Human posting of AI-generated content is definitely a problem; but ultimately that’s a moderation problem that can be solved, which is quite different from AI-generated content being put forward by the platform itself. There wasn’t necessarily anything stopping people from doing the same thing pre-GPT, it’s just easier and more prevalent now.

UnderpantsWeevil@lemmy.world · 8 months ago

Human posting of AI-generated content is definitely a problem

It isn’t clear whether this content is posted by humans or by AI fueled bot accounts. All they’re sifting for is text with patterns common to AI text generation tools.

There wasn’t necessarily anything stopping people from doing the same thing pre-GPT

The big inhibiting factor was effort. ChatGPT produces long form text far faster than humans and in a form less easy to identify than prior Markov Chains.

The fear is that Wikipedia will be swamped with slop content. Humans won’t be able to keep up with the work of cleaning it out.

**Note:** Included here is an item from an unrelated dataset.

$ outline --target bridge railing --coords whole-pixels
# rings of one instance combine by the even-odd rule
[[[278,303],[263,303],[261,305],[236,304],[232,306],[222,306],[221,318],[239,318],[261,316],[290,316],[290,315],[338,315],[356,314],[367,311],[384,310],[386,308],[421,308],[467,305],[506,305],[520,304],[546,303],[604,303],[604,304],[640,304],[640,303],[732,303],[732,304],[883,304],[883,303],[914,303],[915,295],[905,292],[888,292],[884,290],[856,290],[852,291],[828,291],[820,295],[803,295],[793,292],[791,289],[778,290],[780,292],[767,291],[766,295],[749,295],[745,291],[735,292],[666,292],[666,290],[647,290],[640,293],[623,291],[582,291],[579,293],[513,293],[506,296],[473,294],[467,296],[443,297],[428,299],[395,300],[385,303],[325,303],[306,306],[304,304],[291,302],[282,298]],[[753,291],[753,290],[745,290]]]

FarraigePlaisteaċ (sé/é)@lemmy.world · 8 months ago

deleted by creator

altkey (he\him)@lemmy.dbzer0.com · 8 months ago

I mean, the LLM thing has a proper field for deployment - it can handle the translation of articles that just don’t exist in your language. But it should be a button a person clicks with their consent, not an article they get by default, not a content they get signed by the Wikipedia itself. Nowadays, it’s done by browsers themselves and their extensions.

apfelwoiSchoppen@lemmy.world · 8 months ago

And user backlash. Seriously, wtf?

otp@sh.itjust.works · 8 months ago

If I wanted an AI summary, I’d put the article into my favourite LLM and ask for one.

I’m sure LLMs can take links sometimes.

And if Wikipedia wanted to include it directly into the site…make it a button, not an insertion.